IWPE’16 welcomes papers that focus on novel solutions based on recent developments in privacy engineering. Topics of interest include, but are not limited to:
  • Integrating law and policy compliance into the development process
  • Privacy impact assessment during software development
  • Privacy risk management models
  • Privacy breach recovery methods
  • Technical standards, heuristics and best practices for privacy engineering
  • Privacy engineering in technical standards
  • Privacy requirements elicitation and analysis methods
  • User privacy and data protection requirements
  • Management of privacy requirements with other system requirements
  • Privacy requirements implementation
  • Privacy engineering strategies and design patterns
  • Privacy-preserving architectures
  • Privacy engineering and databases
  • Privacy engineering in the context of interaction design and usability
  • Privacy testing and evaluation methods
  • Validation and verification of privacy requirements
  • Engineering of Privacy Enhancing Technologies (PETs)
  • Integration of PETs into systems
  • Models and approaches for the verification of privacy properties
  • Tools and formal languages supporting privacy engineering
  • Teaching and training privacy engineering
  • Adaptations of privacy engineering into specific software development processes
  • Pilots and real-world applications
  • Evaluation of privacy engineering methods, technologies and tools
  • Privacy engineering and accountability
  • Organizational, legal, political and economic aspects of privacy engineering

This topic list is not meant to be exhaustive, as IWPE'16 is interested in all aspects of privacy engineering. However, to screen out off-topic papers early in the review process, we request authors to submit an abstract prior to their paper submission. Abstracts of papers without a clear application to privacy engineering will be considered outside the scope of this workshop and may be rejected.

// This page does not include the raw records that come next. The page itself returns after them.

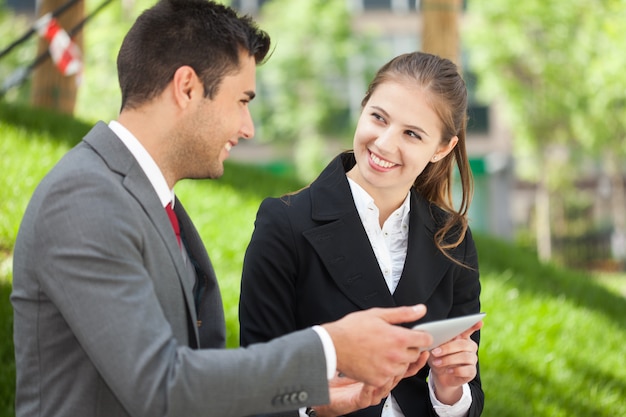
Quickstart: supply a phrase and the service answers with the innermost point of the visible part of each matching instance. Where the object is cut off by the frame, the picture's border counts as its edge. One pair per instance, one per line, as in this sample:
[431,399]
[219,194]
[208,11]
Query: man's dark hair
[204,35]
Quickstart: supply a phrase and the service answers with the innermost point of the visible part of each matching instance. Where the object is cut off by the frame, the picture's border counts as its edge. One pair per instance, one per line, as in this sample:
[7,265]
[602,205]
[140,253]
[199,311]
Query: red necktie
[173,220]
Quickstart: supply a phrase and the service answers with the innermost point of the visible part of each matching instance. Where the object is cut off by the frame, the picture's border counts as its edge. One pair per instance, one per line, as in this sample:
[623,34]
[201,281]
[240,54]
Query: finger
[399,315]
[417,365]
[466,334]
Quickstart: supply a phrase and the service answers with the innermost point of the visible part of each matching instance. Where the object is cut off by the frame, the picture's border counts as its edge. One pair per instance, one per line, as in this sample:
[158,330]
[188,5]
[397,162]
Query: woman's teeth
[380,162]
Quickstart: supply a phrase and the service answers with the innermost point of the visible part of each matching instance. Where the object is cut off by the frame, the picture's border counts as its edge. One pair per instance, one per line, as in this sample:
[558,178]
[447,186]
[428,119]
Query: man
[117,309]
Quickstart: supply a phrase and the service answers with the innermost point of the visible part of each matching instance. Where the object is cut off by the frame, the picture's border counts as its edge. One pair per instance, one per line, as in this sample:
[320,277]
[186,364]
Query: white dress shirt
[166,195]
[390,245]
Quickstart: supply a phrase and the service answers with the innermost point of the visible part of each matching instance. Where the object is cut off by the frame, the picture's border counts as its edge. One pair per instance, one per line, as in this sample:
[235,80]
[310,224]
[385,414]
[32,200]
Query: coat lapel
[425,265]
[342,243]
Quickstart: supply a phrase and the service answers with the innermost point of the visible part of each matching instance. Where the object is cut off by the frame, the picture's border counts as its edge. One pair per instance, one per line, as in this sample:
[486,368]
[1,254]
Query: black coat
[310,262]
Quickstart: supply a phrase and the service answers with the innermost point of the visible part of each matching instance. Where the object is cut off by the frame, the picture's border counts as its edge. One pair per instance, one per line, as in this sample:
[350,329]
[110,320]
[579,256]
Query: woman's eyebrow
[411,127]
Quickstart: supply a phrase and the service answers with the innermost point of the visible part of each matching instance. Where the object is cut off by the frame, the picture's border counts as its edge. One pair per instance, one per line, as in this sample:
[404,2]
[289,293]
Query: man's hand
[454,364]
[372,349]
[348,395]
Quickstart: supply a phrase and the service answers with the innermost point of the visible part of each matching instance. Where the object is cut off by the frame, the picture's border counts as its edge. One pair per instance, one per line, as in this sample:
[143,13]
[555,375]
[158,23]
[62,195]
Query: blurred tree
[546,65]
[440,28]
[301,101]
[50,88]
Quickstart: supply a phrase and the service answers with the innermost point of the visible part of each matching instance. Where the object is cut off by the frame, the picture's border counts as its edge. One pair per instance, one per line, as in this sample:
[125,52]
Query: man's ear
[444,150]
[185,85]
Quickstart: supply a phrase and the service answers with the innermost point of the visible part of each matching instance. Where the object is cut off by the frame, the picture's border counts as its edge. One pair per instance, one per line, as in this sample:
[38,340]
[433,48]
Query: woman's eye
[413,134]
[378,117]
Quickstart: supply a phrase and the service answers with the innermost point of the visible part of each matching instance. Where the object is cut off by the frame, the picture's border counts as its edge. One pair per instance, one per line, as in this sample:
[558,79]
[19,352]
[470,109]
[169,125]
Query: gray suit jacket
[105,322]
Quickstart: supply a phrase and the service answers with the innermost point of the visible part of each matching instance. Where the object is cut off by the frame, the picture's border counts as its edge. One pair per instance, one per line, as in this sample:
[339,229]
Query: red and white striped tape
[64,52]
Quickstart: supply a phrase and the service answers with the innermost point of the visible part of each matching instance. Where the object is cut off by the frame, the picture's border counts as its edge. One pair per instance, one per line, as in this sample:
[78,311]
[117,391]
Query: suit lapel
[425,265]
[208,314]
[341,243]
[120,160]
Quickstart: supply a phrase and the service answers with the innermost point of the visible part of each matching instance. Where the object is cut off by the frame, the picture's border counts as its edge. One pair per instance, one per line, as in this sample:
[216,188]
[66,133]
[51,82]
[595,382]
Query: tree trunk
[618,206]
[50,88]
[440,28]
[543,230]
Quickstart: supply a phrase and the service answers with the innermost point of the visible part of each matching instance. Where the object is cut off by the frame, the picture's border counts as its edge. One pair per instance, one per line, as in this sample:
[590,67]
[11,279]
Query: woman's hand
[454,364]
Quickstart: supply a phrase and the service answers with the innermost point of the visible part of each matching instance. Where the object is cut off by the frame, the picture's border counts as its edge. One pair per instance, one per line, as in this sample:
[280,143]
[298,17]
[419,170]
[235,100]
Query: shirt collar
[145,161]
[368,211]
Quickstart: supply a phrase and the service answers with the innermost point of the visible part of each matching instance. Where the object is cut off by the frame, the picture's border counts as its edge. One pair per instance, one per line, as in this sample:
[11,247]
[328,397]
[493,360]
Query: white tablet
[445,330]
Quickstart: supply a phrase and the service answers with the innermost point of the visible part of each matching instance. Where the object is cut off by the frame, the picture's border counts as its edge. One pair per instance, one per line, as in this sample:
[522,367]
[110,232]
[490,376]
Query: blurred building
[398,25]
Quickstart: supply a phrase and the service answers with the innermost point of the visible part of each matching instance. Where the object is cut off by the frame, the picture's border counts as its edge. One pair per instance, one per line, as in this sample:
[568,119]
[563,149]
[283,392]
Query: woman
[378,228]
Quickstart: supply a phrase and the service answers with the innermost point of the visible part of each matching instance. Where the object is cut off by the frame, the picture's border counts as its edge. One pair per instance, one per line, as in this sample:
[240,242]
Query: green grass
[553,343]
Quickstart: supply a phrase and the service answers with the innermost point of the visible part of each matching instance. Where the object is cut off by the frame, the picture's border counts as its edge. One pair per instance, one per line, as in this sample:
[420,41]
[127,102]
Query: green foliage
[553,339]
[553,69]
[99,97]
[302,97]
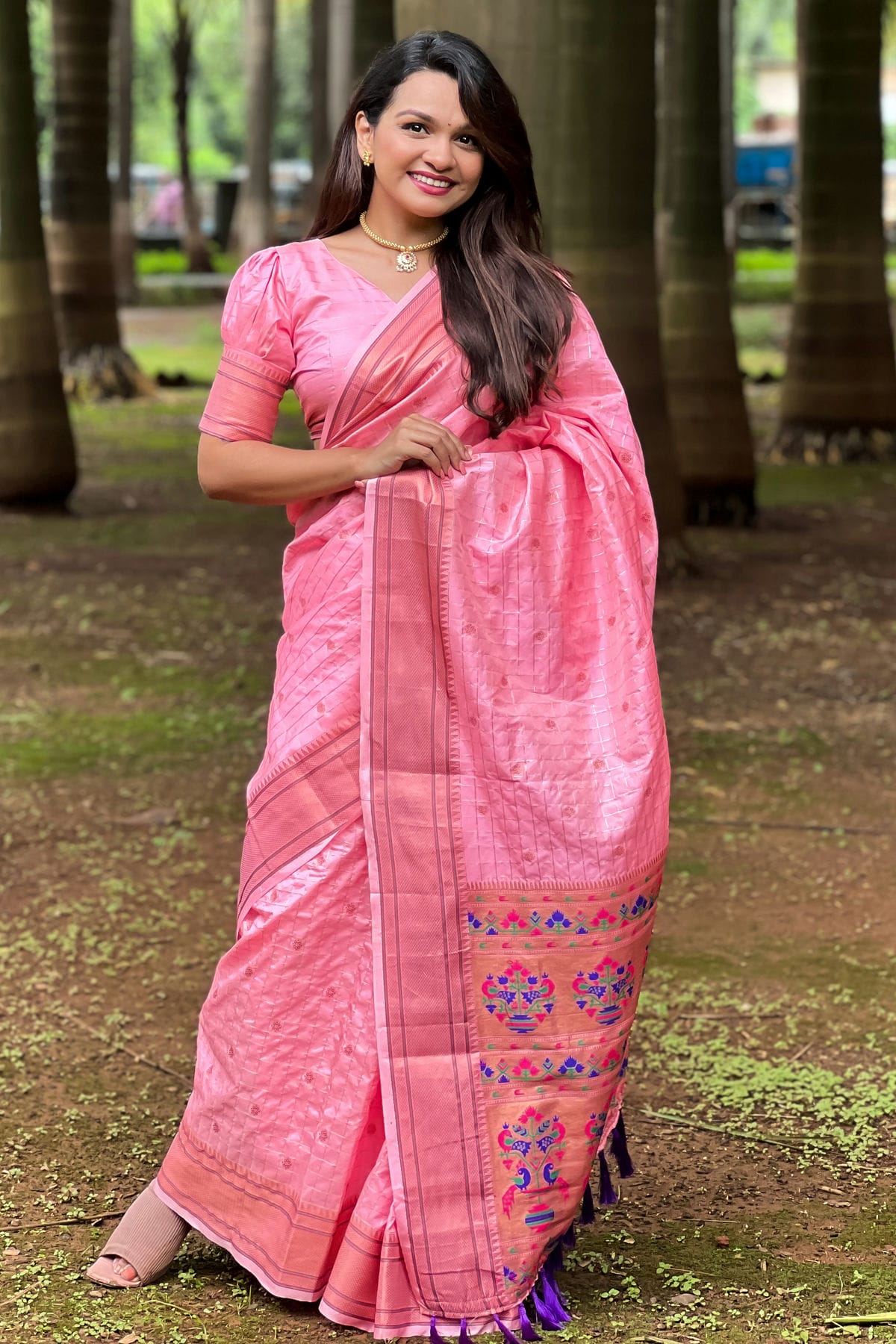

We solicit unpublished short position papers (up to 4 pages) and long papers reporting technical, research or industry experience (up to 8 pages) on all dimensions of the privacy engineering domain. Each paper, written in English, must follow IEEE Proceedings format. Submission of a paper should be regarded as a commitment that, should the paper be accepted, at least one of the authors will attend the workshop to present the paper.

Abstracts and papers must be submitted via EasyChair

All IWPE'16 Papers will be published in IEEE eXplore, which is indexed by EI Engineering Index, ISI Conference Proceedings Citation Index (CPCI-S), Scopus, etc.